REPUBLIKA.CO.ID, DEPOK -- Menteri Pertahanan Ryamizard Ryacudu menargetkan pembentukan 100 juta kader bela negara. Untuk tahap awal, Ryamizard akan mendidik 4.500 pembina bela negara selama sebulan penuh.
Kepala Staf Angkatan Darat (KSAD) Jenderal Mulyono mendukung langkah Ryamizard dalam mencetak kader bela negara. Menurut dia, program bela negara layak diterapkan untuk masyarakat Indonesia demi menumbuhkan rasa cinta Tanah Air. "Bela negara tidak identik dengan perang atau angkat senjata," kata Mulyono usai seminar nasional Pembinaan Teritorial (Binter) Angkatan Darat Tahun 2015 di Universitas Indonesia (UI), Depok, Kamis (15/10).
Menurut dia, program bela negara spektrumnya bisa lebih luas untuk menyatukan persepsi seluruh elemen masyarakat. Mantan panglima Kostrad itu menyatakan, tugas mempertahankan kedaulatan negara memang menjadi tugas utama TNI. Namun, bukan berarti hanya TNI saja yang wajib memiliki nasionalisme dalam menjaga kedaulatan NKRI, melainkan juga seluruh masyarakat Indonesia.

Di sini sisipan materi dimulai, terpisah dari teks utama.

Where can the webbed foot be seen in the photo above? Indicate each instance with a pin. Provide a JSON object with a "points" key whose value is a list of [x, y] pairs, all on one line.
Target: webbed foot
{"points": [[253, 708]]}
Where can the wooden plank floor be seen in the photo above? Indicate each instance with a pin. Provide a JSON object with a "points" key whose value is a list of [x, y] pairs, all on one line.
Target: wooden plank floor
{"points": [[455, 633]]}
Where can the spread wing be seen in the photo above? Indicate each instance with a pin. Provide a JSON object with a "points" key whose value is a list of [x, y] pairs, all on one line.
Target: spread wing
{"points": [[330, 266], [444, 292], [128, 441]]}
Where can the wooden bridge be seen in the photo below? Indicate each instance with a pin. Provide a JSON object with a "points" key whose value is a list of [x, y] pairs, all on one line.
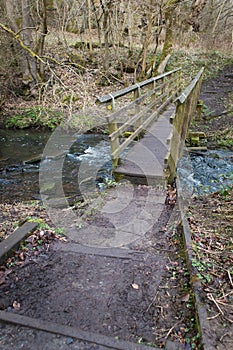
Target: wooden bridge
{"points": [[158, 112]]}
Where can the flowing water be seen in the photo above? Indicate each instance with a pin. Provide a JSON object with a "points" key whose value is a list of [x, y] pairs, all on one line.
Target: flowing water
{"points": [[20, 161], [87, 160], [206, 172]]}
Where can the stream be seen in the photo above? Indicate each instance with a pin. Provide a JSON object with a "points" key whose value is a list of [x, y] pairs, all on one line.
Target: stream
{"points": [[20, 161], [20, 155]]}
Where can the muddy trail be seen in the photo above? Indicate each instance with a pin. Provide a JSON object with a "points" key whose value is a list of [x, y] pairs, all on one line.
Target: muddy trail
{"points": [[101, 288], [134, 292]]}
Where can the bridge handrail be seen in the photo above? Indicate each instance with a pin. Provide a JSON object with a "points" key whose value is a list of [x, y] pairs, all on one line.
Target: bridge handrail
{"points": [[116, 94]]}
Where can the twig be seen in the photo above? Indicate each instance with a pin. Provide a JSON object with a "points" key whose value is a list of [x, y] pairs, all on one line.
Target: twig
{"points": [[229, 275], [210, 297], [171, 329], [213, 317]]}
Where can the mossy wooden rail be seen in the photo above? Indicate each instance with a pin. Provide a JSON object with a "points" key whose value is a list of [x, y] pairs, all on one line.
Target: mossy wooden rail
{"points": [[160, 108], [186, 107], [150, 98]]}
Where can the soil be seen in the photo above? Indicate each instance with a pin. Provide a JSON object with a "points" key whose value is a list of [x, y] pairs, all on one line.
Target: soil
{"points": [[210, 218], [217, 95], [144, 299]]}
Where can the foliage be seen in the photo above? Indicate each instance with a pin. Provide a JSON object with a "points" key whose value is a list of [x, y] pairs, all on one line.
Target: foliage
{"points": [[34, 117]]}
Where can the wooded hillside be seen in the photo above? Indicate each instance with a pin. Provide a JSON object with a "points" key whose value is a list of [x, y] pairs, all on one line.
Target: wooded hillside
{"points": [[44, 40]]}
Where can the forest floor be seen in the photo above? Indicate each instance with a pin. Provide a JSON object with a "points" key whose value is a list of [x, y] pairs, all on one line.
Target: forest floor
{"points": [[146, 299]]}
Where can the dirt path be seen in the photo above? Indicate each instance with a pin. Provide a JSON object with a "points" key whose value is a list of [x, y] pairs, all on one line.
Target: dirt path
{"points": [[136, 293]]}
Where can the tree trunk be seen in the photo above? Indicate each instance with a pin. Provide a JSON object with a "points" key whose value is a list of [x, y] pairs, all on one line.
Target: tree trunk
{"points": [[168, 41], [197, 7], [30, 68]]}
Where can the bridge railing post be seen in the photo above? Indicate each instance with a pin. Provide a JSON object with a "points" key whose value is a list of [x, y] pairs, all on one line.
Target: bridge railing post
{"points": [[185, 109], [112, 127]]}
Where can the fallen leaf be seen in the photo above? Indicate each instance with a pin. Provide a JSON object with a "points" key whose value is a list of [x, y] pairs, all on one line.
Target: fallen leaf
{"points": [[2, 277], [185, 297], [135, 286], [16, 305]]}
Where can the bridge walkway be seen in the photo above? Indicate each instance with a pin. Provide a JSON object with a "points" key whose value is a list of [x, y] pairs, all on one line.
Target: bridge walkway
{"points": [[144, 163]]}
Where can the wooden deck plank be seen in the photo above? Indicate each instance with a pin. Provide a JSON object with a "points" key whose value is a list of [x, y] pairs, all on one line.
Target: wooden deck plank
{"points": [[73, 332], [146, 158]]}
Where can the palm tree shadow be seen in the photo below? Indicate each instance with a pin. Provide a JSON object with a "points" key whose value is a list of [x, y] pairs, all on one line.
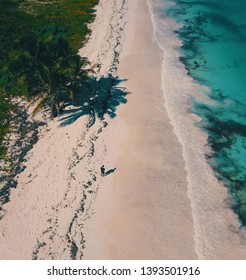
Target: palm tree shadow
{"points": [[96, 98]]}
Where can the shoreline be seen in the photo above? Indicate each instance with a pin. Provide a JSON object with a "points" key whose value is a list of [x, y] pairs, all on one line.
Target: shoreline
{"points": [[162, 200], [138, 220], [217, 229]]}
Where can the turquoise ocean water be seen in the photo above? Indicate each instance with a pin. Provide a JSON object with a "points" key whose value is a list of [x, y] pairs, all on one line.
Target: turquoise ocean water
{"points": [[214, 53]]}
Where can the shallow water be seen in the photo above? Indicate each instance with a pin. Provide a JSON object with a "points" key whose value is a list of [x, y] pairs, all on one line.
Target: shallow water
{"points": [[214, 53]]}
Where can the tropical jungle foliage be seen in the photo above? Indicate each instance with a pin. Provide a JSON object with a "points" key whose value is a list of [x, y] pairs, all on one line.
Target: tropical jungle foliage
{"points": [[38, 53]]}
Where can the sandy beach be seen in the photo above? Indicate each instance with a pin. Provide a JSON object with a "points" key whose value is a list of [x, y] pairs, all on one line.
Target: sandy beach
{"points": [[149, 206]]}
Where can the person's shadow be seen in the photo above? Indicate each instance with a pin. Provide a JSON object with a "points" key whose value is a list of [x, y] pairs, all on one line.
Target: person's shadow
{"points": [[109, 171]]}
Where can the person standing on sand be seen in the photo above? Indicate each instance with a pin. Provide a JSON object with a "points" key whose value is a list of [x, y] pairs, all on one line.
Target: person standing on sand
{"points": [[102, 170]]}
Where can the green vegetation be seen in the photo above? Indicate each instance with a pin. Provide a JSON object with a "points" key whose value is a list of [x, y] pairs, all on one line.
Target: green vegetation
{"points": [[38, 53]]}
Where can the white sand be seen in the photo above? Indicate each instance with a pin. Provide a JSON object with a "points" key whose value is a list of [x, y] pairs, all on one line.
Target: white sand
{"points": [[154, 206]]}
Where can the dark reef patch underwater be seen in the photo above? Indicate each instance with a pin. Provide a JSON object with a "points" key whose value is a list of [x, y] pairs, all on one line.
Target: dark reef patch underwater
{"points": [[214, 53]]}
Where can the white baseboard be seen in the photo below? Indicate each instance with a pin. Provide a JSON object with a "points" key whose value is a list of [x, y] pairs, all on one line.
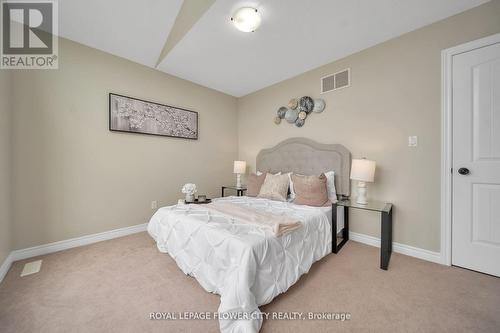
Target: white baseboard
{"points": [[66, 244], [5, 266], [398, 248]]}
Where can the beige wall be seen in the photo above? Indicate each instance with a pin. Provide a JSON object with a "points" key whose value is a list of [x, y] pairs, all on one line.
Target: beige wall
{"points": [[395, 92], [5, 220], [73, 177]]}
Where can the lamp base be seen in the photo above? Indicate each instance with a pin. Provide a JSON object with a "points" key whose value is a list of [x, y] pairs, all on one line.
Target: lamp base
{"points": [[238, 180], [361, 193]]}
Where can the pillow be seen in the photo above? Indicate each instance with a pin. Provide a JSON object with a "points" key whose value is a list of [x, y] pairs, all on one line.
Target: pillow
{"points": [[310, 190], [291, 195], [258, 173], [330, 186], [254, 183], [275, 187]]}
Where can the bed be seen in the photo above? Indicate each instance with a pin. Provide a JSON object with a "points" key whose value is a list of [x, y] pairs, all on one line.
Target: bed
{"points": [[246, 265]]}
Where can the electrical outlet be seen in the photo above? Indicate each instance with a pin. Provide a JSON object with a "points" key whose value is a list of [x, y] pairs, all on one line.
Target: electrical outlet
{"points": [[412, 141]]}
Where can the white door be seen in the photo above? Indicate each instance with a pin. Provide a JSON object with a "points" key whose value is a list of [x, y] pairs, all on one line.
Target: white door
{"points": [[476, 160]]}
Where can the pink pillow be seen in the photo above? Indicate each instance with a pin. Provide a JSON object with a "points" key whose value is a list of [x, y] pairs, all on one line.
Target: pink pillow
{"points": [[254, 183], [310, 190]]}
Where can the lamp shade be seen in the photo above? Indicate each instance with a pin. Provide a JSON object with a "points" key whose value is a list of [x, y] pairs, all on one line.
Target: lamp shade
{"points": [[239, 167], [363, 170]]}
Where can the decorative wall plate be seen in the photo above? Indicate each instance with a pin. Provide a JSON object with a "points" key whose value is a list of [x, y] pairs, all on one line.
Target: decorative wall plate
{"points": [[306, 104], [291, 115], [292, 104], [319, 105], [281, 112]]}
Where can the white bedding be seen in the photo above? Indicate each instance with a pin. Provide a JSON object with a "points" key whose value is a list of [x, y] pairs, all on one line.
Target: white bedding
{"points": [[247, 265]]}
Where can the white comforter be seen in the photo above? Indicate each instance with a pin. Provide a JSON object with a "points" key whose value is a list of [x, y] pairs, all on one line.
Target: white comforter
{"points": [[247, 265]]}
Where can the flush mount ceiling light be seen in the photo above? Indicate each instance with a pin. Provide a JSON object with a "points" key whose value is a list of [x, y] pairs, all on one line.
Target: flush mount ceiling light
{"points": [[246, 19]]}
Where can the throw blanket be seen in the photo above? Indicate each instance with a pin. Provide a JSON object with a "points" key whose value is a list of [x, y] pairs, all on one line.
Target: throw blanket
{"points": [[244, 263], [278, 224]]}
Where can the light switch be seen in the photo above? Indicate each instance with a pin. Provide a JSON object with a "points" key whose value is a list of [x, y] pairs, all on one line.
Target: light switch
{"points": [[412, 141]]}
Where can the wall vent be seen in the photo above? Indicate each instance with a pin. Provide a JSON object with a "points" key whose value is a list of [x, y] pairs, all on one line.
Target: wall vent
{"points": [[336, 81]]}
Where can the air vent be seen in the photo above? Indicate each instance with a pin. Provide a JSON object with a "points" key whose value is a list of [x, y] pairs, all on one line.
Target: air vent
{"points": [[336, 81]]}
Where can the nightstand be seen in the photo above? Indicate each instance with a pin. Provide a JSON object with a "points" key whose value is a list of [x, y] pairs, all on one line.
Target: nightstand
{"points": [[239, 190], [385, 210]]}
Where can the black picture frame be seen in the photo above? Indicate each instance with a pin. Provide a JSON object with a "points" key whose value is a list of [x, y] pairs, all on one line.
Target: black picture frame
{"points": [[110, 126]]}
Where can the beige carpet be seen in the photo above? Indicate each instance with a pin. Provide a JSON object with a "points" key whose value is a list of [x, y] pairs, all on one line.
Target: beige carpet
{"points": [[112, 286]]}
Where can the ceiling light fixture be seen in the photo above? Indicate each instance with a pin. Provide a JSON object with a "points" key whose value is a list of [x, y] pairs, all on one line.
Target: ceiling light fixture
{"points": [[246, 19]]}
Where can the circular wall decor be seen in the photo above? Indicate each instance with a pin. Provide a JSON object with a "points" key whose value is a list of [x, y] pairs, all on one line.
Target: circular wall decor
{"points": [[306, 104], [319, 105], [281, 112], [291, 115], [292, 104]]}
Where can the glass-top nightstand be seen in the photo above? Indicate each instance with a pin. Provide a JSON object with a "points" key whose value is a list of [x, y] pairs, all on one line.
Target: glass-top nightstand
{"points": [[385, 209], [239, 190]]}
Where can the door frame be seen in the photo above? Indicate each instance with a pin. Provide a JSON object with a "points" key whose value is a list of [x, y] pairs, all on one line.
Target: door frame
{"points": [[447, 139]]}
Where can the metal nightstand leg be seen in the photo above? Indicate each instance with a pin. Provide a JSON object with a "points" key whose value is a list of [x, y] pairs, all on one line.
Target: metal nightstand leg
{"points": [[386, 239], [345, 232]]}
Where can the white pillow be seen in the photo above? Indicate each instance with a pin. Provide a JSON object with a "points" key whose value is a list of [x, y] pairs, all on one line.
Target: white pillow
{"points": [[258, 173], [275, 187], [330, 186], [291, 197]]}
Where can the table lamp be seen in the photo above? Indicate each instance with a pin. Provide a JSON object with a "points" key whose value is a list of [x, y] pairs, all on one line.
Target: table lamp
{"points": [[363, 171], [239, 168]]}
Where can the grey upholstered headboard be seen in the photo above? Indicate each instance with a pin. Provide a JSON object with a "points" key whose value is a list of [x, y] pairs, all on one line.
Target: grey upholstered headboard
{"points": [[307, 157]]}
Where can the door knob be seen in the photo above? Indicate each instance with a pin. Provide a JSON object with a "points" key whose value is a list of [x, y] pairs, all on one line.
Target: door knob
{"points": [[463, 171]]}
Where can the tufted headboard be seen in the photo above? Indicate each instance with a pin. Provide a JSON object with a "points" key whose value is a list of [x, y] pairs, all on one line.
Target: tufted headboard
{"points": [[307, 157]]}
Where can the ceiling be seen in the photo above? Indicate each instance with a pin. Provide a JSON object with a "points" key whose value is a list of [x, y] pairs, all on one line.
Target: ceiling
{"points": [[295, 35]]}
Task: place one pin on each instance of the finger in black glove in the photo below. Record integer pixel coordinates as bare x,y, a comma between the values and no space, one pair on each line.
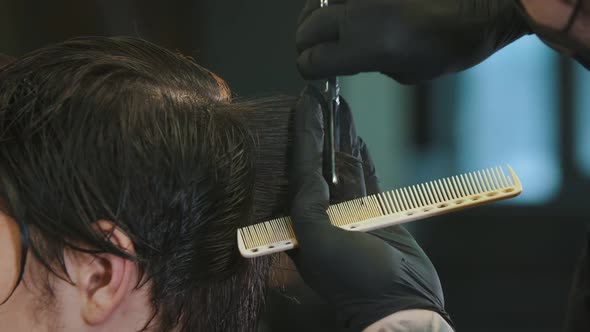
409,40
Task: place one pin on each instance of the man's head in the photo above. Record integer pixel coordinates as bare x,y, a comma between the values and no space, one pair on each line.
562,24
124,174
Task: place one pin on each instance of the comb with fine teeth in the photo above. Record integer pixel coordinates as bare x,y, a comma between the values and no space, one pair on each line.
390,208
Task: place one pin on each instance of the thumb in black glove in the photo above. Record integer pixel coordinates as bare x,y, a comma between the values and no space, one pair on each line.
409,40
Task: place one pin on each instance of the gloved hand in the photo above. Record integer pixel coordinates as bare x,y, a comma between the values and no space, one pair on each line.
409,40
364,275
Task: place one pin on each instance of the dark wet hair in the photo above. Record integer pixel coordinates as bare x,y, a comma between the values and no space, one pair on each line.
120,129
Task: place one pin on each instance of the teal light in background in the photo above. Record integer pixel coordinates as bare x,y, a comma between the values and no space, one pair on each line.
582,117
380,107
508,113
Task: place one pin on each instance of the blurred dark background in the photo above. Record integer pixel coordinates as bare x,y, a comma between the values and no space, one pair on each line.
505,267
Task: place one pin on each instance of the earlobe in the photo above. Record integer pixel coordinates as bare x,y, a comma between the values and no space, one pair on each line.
106,280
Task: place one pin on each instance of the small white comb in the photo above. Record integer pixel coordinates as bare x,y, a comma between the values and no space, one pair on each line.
390,208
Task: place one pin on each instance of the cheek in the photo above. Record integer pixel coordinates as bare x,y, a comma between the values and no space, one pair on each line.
10,255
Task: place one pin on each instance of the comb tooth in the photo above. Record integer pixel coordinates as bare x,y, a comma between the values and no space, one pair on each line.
491,179
432,191
258,233
498,184
264,236
384,206
419,195
334,214
342,213
407,199
272,234
504,177
475,181
410,197
487,182
402,200
247,237
281,236
363,208
289,226
370,207
377,212
500,179
253,236
449,188
387,196
480,181
436,191
468,181
457,186
415,201
443,191
464,184
348,211
358,208
456,190
389,202
338,214
394,201
426,194
440,190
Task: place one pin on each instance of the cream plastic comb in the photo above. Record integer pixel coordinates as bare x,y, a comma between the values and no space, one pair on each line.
390,208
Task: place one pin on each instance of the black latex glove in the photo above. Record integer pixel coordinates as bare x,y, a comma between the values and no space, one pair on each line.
359,273
409,40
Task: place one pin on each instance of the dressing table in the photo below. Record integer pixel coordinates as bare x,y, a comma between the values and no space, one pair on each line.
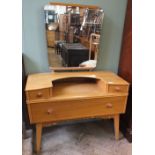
56,97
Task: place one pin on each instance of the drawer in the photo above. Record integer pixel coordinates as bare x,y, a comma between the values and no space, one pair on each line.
38,94
67,110
117,88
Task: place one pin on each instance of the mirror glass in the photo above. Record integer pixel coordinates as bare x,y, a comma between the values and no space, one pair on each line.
73,35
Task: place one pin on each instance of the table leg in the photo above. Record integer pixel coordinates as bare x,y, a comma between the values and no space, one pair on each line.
116,126
38,137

Karena itu, pihaknya terus menjalin hubungan baik dengan akademisi dan elemen lainnya, termasuk perusahaan swasta, dalam mewujudkan program bela negara. "Karena pertahanan negara ini bukan hanya milik TNI, tetapi kewajiban semua anak bangsa," kata Mulyono.
Dia juga menyinggung tentang penguatan binter dalam satuan komando kewilayahan mulai dari Kodam, Korem, Kodim, hingga Koramil. Menurut dia, struktur komando kewilayahan TNI AD sangat mendukung dilakukannya pembinaan teritorial. "Binter merupakan bagian dari pertahanan negara yang dilaksanakan secara transparan, akuntabel, efektif, dan efisien," ujar mantan panglima Kodam Jaya itu.
Mulyono melanjutkan, aktualiasi binter berpedoman pada prinsip profesionalisme, bukan mengembalikan dominasi militer atas sipil yang masa lalu menjadikan TNI AD sebagai alat penguasa. "Namun, binter merupakan wujud penggunaan kekuatan matra darat yang harus selalu dibangun dan disiapkan."
Hadir di acara itu Wakil Rektor UI Hamid Chalid, Komandan Pusterad Mayjen Agung Risdhianto Pangdam Jaya Mayjen Teddy Lhaksmana, Gubernur Lemhannas Budi Susilo Soepandji, dan pakar hukum tata negara Jimly Asshiddiqie.